MD: Over the six years I’ve worked with IFFLA, a crucial part of creating the program has been listening to our filmmakers and our audience as to what kind of films they respond to. It’s become very clear that providing a wide variety of films to choose from makes for the most satisfying festival. Some people want to be uplifted, some want to be challenged, some like to laugh, some like to cry, others want to experience something unlike anything they’ve seen before.

In 2019, with four days of programming, I think we’ve provided options for each of those groups. The common thread among all of them is confident, high-level film making from filmmakers with distinct, unique voices.

After all this time do you still see some challenges?

CMWe are a nonprofit so there is always the challenge of securing funding. We do a lot with very little. I could only imagine what we could do with more resources. Beyond that, our new challenge is the the emergence of Netflix and Amazon in the industry.

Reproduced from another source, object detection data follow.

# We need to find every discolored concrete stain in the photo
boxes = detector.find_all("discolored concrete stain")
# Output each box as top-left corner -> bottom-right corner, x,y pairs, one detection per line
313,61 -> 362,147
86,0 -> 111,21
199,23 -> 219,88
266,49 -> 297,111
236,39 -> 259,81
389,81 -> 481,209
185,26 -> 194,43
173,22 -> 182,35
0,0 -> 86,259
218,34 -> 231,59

Many of the films we want to premiere get picked up by Netflix or Amazon and are released online fairly quickly, not giving us and also the filmmakers the opportunity to showcase them on a big screen in front of a live audience and with the filmmakers in attendance. The model is changing. We don’t know how long this model will last but for the moment, it is disrupting the way film festivals function. We’re of course happy that filmmakers are able to sell their films to these platforms and be available to be seen by many people. We’ll have to see how it all evolves.

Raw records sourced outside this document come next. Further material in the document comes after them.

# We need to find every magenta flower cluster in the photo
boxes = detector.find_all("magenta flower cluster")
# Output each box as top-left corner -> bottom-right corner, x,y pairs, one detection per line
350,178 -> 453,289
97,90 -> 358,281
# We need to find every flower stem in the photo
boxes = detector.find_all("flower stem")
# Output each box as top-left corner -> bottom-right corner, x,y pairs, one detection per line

You are taking some much appreciated films be it photograph, Andhadhun, Ghode ko Jalebi.. Or the shorts! FOr THE LA audience who are fans, what value add are these screenings adding to their experience?

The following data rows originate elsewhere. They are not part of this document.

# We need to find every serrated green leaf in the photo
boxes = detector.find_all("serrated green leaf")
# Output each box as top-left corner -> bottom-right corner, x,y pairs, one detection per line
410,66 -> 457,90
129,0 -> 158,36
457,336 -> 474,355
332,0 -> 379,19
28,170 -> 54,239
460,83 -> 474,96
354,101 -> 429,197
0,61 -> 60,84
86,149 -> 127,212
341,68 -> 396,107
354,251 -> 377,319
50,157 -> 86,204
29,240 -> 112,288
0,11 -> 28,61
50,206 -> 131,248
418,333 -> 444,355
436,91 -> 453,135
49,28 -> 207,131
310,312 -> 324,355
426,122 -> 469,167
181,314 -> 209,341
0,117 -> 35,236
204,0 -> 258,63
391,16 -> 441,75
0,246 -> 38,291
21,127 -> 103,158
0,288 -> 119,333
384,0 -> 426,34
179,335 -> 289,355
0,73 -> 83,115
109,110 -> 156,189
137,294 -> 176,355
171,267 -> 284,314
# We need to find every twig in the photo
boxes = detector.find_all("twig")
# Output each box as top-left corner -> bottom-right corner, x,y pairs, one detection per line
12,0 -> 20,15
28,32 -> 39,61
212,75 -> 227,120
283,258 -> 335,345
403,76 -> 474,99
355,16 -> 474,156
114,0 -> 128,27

MD: The films you’ve listed all have different value to the audience. Our ANDHADHUN screening will give the audience a once-in-a-lifetime chance to see Tabu join us in person to discuss her career and highlight her work in this most recent film. PHOTOGRAPH marks a return to an Indian setting for Ritesh Batra after his worldwide hit THE LUNCHBOX, and will no doubt be a popular screening at our festival that allows for a joyous communal experience.

TAKING THE HORSE TO EAT JALEBIS, our shorts showcases and several other films like Aditya Sengupta’s beautiful JONAKI, or Ronny Sen’s amazing debut feature CAT STICKS, or Ronak Shah’s Los Angeles-set LOVE GOES THROUGH YOUR MIND, are the work of budding artists that may not get the same love and attention on the big screen outside of our festival. It may be your only chance to see these marvellous films in theaters among an eager audience, and in most cases hear the filmmakers talk about their film, and that chance shouldn’t be passed up.

What’s different and new for you in 2019?

CM: We’ve selected a single screen, gorgeous theater for the Opening and Closing Gala presentations. It is in Beverly Hills where we will be for the first time. We’re excited to be in a theater that has a charm of Broadway or classic Indian single screen theater look and feel.

Furthermore, we’re going to be looking at the current landscape of Television and the representation of South Asian talent. An area where a lot of extremely talented voices from the Diaspora are working is in television, and we’ll be hosting a panel discussion among some of the most successful South Asian professionals working in that space, like director Meera Menon, Roshan Sethi, who created Fox’s The Resident, and actor Karan Soni, who stars alongside Daniel Radcliffe and Steve Buscemi in TBS’ Miracle Workers. This will be the ideal event for young professionals looking to start their own careers.

There’s a strong Vernacular lineup in 2019 with Chippa, JONAKI, Sweet Requiem ETC, how did you go about selecting those, was it the Directors, their festival association in the past or something else?

Some films, like JONAKI, are the work of IFFLA alumni whose films we always keep a close eye on. Others, like CHIPPA, are the feature debuts of directors who show a unique visual and storytelling sensibility that we think will play well with our audience.

The program is a combination of films we found on the festival circuit, and films that were submitted to us blindly. CHIPPA was a blind submission, as was our Los Angeles-based feature LOVE GOES THROUGH YOUR MIND. And our stellar shorts program is almost entirely films we found among the hundreds of submissions sent our way.